As the population continues to grow, it is also becoming generally wealthier overall. Rising income correlates to an increase in protein demand. According to Figueiras, this is a direct result of the nutritional value of meat and explains why quality meat is given such prize status in many societies.
Other logistical factors have contributed to the industry boom; crucially, the ability to generate mainstream appeal, through the use of restaurant menus and easily optionable alternatives. Figueiras cites this as a game changer when it comes to mainstream consumption.
“Companies like Impossible Foods really pioneered the restaurant-first approach. It meant that the first time a consumer would connect with their product, would be from the hands of one of the world’s best chefs. Once there was an awareness, then we started seeing it on supermarket shelves,” says Figueiras.
Making food local
When it comes to creating sustainable, successful alternative protein solutions, it appears the thinking needs to remain local or regional. Geography is inescapably linked to protein consumption in general, alongside preferred taste palates and access to ingredients. The amount of animal protein consumed per capita is vastly different between continents.
“If every mainland Chinese citizen started to eat as much beef as the average American citizen eats, we would need six to seven planets,” says Figuieras. “If we're going to help consumers change their habits, we're going to need to localise the offerings, and really make sure that we're creating products and solutions that are geared to how people cook or eat in that particular country.”
Zooming in on Asia specifically, the region faces some of the most extreme climate threats in the very near future, something which is fuelling the growth of the alternative protein sector on the continent. Concerns around crop resilience and extreme weather are placing key crops, such as rice production, at risk.
“We need to be thinking about this holistically,” explains Figueiras. “One of the big issues with our global agricultural system is we depend on just five or six main crops for the majority of our food, when there are hundreds or thousands of localised plant species that we could be exploring.”

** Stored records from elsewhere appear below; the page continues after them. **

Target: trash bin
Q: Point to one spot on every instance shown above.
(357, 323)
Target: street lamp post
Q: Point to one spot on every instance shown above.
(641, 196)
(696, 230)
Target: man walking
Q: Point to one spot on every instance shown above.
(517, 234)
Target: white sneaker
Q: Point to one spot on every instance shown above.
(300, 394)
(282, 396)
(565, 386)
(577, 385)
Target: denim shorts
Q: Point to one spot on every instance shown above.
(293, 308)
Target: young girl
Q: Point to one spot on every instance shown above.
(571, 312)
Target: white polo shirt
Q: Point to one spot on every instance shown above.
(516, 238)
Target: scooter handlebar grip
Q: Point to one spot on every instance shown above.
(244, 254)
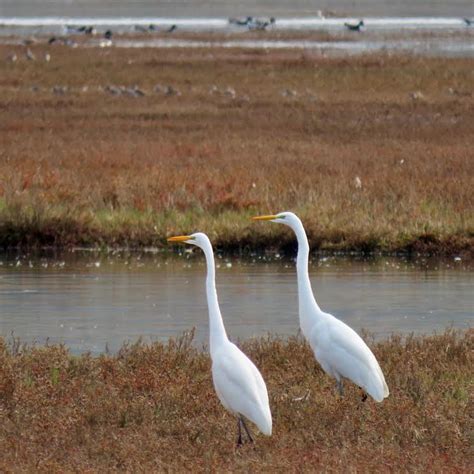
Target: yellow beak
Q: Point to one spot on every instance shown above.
(179, 238)
(264, 218)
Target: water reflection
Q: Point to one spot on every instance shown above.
(91, 302)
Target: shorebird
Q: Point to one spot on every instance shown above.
(352, 27)
(145, 29)
(29, 55)
(260, 25)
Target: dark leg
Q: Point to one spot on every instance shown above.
(246, 429)
(239, 439)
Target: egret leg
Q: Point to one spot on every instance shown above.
(239, 428)
(246, 429)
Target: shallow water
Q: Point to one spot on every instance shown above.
(95, 303)
(225, 8)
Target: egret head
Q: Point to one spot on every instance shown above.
(287, 218)
(199, 239)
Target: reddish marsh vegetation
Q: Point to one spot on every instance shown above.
(373, 152)
(153, 408)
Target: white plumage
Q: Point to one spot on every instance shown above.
(340, 351)
(238, 383)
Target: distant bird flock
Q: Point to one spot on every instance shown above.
(340, 351)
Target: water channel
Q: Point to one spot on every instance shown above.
(96, 302)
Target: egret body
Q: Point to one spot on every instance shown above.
(238, 383)
(340, 351)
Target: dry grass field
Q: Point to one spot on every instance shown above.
(153, 409)
(373, 152)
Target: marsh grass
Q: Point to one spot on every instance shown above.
(89, 168)
(153, 408)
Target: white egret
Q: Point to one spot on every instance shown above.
(340, 351)
(238, 383)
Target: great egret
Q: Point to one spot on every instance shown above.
(338, 348)
(238, 383)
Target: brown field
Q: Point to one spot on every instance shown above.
(153, 408)
(373, 152)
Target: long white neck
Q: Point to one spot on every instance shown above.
(217, 334)
(308, 308)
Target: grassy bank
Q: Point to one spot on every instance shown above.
(152, 408)
(374, 153)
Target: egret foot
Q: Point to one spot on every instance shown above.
(240, 423)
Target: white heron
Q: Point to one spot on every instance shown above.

Despite the big company proposition that is offered by the food industry, it seems for the most part, SMEs and grassroot start-ups are leading the way when it comes to alternative protein. How are these SMEs successfully generating investment and maintaining consistent high growth?

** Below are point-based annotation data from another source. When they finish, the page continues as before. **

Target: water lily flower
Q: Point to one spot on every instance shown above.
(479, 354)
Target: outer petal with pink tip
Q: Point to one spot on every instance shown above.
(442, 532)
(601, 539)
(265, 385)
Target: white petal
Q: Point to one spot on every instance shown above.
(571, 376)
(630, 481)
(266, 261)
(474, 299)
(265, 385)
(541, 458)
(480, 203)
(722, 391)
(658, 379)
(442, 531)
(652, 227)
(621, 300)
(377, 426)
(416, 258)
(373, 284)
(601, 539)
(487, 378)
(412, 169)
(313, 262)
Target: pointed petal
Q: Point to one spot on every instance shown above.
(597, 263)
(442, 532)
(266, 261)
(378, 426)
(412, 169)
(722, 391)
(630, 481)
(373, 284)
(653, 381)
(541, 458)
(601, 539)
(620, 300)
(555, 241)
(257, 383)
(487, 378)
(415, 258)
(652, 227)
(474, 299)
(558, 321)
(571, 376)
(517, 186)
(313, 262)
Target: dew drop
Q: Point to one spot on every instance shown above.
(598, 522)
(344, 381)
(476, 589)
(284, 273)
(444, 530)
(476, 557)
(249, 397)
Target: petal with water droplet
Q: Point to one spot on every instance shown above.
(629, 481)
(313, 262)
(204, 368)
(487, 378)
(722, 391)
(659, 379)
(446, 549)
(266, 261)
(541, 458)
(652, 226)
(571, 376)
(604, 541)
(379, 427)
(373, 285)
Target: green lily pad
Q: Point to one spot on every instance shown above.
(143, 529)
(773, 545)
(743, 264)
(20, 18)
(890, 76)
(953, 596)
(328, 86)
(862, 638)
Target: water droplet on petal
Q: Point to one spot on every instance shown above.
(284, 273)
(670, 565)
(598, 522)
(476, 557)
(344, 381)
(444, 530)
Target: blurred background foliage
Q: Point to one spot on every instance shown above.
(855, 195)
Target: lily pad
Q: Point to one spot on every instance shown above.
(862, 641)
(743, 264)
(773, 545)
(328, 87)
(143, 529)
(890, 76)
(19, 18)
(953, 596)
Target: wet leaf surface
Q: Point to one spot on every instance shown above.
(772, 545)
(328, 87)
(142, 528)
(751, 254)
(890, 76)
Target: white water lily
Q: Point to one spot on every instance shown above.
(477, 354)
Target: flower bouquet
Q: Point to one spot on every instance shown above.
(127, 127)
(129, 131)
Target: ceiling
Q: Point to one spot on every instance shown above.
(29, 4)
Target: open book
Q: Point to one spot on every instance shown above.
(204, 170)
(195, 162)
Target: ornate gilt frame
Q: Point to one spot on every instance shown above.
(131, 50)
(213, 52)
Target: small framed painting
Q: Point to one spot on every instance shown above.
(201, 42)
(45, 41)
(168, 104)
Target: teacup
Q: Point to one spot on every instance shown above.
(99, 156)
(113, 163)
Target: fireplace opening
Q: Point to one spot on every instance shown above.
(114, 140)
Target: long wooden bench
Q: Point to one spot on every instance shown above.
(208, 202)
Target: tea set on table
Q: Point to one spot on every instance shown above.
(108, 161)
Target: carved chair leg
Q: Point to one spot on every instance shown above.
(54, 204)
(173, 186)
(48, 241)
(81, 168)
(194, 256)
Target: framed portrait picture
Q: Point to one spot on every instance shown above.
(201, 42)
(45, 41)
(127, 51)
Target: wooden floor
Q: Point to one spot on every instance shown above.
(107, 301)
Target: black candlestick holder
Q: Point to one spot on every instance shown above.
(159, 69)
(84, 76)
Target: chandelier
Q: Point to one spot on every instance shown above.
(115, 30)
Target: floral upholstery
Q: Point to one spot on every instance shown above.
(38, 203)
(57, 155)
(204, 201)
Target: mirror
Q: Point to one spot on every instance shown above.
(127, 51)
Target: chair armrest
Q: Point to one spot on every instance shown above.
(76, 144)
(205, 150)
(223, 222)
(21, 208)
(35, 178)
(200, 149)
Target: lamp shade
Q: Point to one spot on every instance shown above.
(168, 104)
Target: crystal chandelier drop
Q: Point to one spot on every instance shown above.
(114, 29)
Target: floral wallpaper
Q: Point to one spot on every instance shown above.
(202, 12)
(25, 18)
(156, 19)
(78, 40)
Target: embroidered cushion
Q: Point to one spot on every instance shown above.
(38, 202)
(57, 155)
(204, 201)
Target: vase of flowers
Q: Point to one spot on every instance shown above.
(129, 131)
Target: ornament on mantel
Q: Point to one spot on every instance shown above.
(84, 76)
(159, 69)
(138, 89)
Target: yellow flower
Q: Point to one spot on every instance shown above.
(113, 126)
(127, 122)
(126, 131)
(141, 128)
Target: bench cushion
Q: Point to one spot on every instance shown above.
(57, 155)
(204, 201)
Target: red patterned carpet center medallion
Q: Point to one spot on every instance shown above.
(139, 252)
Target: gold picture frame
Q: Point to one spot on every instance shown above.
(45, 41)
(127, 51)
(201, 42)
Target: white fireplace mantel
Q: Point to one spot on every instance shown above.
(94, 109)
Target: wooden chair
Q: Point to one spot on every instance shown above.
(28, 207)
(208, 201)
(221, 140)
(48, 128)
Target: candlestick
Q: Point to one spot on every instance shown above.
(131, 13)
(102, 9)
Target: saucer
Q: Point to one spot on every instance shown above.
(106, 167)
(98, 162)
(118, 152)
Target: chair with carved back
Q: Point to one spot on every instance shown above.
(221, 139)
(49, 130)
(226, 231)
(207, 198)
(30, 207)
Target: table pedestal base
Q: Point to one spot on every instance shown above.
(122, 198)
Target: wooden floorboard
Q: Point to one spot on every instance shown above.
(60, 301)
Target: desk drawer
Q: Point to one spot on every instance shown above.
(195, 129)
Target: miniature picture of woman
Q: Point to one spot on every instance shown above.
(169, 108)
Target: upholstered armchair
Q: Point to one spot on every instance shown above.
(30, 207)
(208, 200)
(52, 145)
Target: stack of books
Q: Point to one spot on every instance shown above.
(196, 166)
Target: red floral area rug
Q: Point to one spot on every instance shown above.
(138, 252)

Venture capitalists are investing heavily into the alternative protein sector, driven in-part by the ESG mission of the industry. While alternative protein offerings are still at the very start of their journey, investment keeps flooding in; the potential for scale clearly recognised by many.
Food is never going to go out of style or trend. We will always need to feed people. Alternative protein follows a similar thesis to software – the founders are able harness a new technology and build IP around it, which could then make it extremely valuable, with a possible IPO or big acquisition down the road.|
Despite the prevalence of alternative protein companies and the popularity of plant-based eating, the industry (and the planet) still faces a number of challenges in the near future.

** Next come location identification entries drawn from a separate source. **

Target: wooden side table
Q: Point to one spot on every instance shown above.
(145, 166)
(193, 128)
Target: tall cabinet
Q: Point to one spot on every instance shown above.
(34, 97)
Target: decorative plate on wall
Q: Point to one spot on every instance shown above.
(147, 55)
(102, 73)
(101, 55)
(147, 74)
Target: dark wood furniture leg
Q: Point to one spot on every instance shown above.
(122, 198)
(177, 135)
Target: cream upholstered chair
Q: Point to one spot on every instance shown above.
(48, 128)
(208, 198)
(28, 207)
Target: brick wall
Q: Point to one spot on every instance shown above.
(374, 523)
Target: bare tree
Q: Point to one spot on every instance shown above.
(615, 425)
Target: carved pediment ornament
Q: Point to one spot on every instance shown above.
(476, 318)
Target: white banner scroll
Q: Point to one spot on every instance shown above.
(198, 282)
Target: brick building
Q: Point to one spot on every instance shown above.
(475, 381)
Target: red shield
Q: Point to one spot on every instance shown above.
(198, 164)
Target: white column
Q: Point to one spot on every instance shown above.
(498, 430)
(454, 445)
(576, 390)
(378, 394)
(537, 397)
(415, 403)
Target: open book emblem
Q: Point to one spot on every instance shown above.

Supply chain issues have become a dominant difficulty, particularly since the COVID-19 pandemic. Considering the comparatively small size of a number of alternative protein brands, factory-sharing is rife, and manufacturing and supply blockages are already proving problematic.
Plus, more needs to be done in terms of government regulation and consumer education, according to Figueiras.
“Currently, global health and the environment seem to be quite separated out. I think we're going to see a conflation there of people realising that actually, their personal health, and environmental health is linked. And that's going to spur action and behaviour change and regulation change.”